Same as with my hobbies, I’ve gone through so many sports: skiing, snowboarding, tennis, rollerskating, dancing… So of them I never had the patience for, some were just seasonal. But there were also those I left because I had to, especially dancing. I need to find that girl again, who loved dancing so much she never felt tired. Why not this year?

19. Get a hobby that isn’t Netflix

The comparisons to other people that I always (unfortunately) make have led me to believe I don’t have a real passion in life. And although it saddened me greatly, I now see a positive side – I have yet to unravel this mystery of what it is that actually makes me mad with happiness when I do it. Hmmm…

20. Read more Murakami 

Read more in general, but that sounded a bit too cliche. Dad introduced me to Murakami’s world a while ago (I wrote about it here) and it’s a twisted, yet beautiful world. Full of metaphors I adore, and events or characters I don’t understand (which I usually don’t like in novels but here it’s the whole point of them). Less Sparks, more Haruki!

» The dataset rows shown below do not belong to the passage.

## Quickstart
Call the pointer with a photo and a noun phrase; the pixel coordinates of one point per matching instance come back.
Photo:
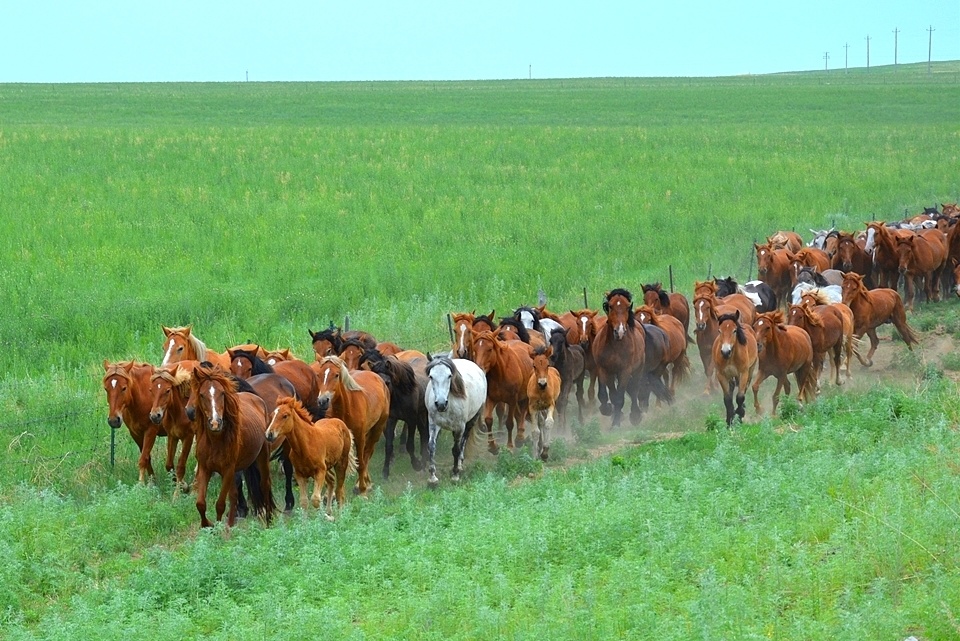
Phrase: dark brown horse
(872, 308)
(783, 350)
(734, 355)
(618, 353)
(230, 427)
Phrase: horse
(568, 359)
(783, 350)
(673, 304)
(734, 355)
(127, 385)
(321, 450)
(830, 328)
(230, 428)
(773, 268)
(407, 381)
(507, 366)
(543, 390)
(851, 257)
(455, 395)
(676, 354)
(762, 295)
(463, 323)
(922, 255)
(871, 308)
(361, 399)
(181, 344)
(170, 390)
(618, 352)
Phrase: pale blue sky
(197, 40)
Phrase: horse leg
(202, 480)
(388, 436)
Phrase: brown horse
(851, 257)
(618, 353)
(872, 308)
(361, 399)
(321, 450)
(676, 355)
(463, 329)
(507, 366)
(170, 390)
(922, 255)
(543, 390)
(734, 355)
(181, 344)
(830, 328)
(673, 304)
(783, 350)
(773, 268)
(230, 427)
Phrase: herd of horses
(240, 409)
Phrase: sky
(54, 41)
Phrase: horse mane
(735, 317)
(348, 381)
(231, 402)
(457, 387)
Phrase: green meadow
(257, 211)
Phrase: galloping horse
(127, 385)
(230, 429)
(783, 350)
(543, 389)
(734, 355)
(181, 344)
(618, 353)
(922, 255)
(321, 450)
(871, 308)
(773, 268)
(407, 381)
(507, 366)
(361, 399)
(170, 390)
(455, 395)
(673, 304)
(569, 361)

21. Finish what you start(ed) 

A flash in the pan – I think that’s the accurate translation. So many unfinished journals, barely scratched projects, ideas.. Getting this blog going is one of them. I get discouraged way to easily and it’s always been this way. Maybe it’s high time I changed that.

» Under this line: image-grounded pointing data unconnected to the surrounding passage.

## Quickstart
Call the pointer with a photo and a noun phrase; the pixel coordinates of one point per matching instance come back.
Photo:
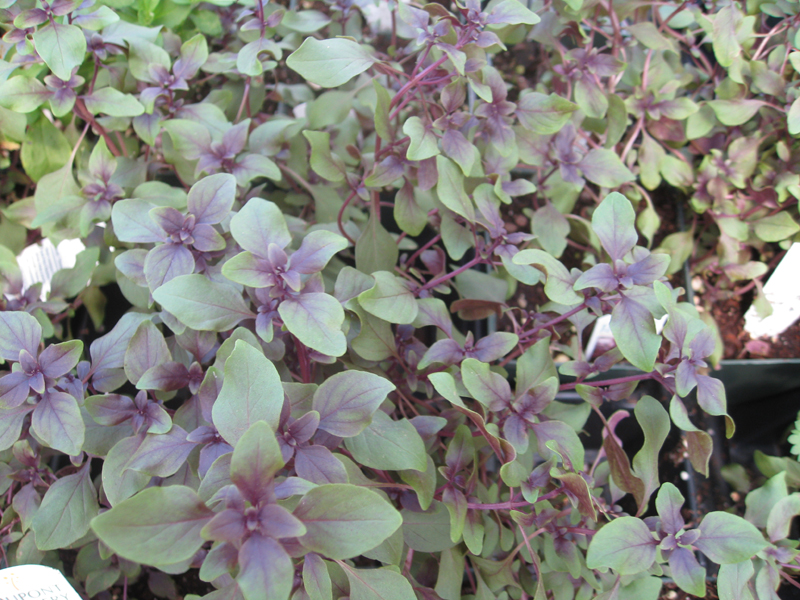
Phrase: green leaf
(346, 401)
(330, 63)
(423, 142)
(378, 584)
(389, 445)
(558, 286)
(157, 526)
(44, 150)
(483, 384)
(551, 229)
(725, 43)
(625, 545)
(66, 511)
(635, 333)
(383, 101)
(728, 539)
(251, 391)
(389, 299)
(376, 250)
(61, 47)
(23, 94)
(450, 189)
(732, 581)
(323, 161)
(256, 458)
(777, 227)
(735, 112)
(316, 320)
(654, 421)
(604, 167)
(202, 304)
(543, 114)
(793, 117)
(114, 103)
(344, 520)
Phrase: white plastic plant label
(39, 262)
(602, 340)
(35, 582)
(783, 293)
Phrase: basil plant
(263, 373)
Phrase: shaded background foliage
(285, 195)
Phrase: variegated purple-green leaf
(66, 510)
(210, 199)
(317, 248)
(635, 333)
(388, 444)
(625, 545)
(346, 401)
(251, 392)
(203, 304)
(162, 454)
(728, 539)
(57, 421)
(255, 461)
(316, 320)
(166, 262)
(146, 349)
(265, 569)
(158, 526)
(318, 465)
(345, 520)
(258, 224)
(613, 222)
(489, 388)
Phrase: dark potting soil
(729, 315)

22. Love your body as it is, but don’t neglect it 

The way I see it, there’s a fine line between “I love and accept my love handles” and “I will eat the contents of the entire fridge, because I don’t care about my weight.” Kilograms are not just about looks, and I am still learning that. What you put in yours body can be damaging it from the inside. So less stressing about muffin tops, but also less muffins. Who needs diabetes when they’re 22, not to mention high cholesterol. I should save that for when I’m really old (30).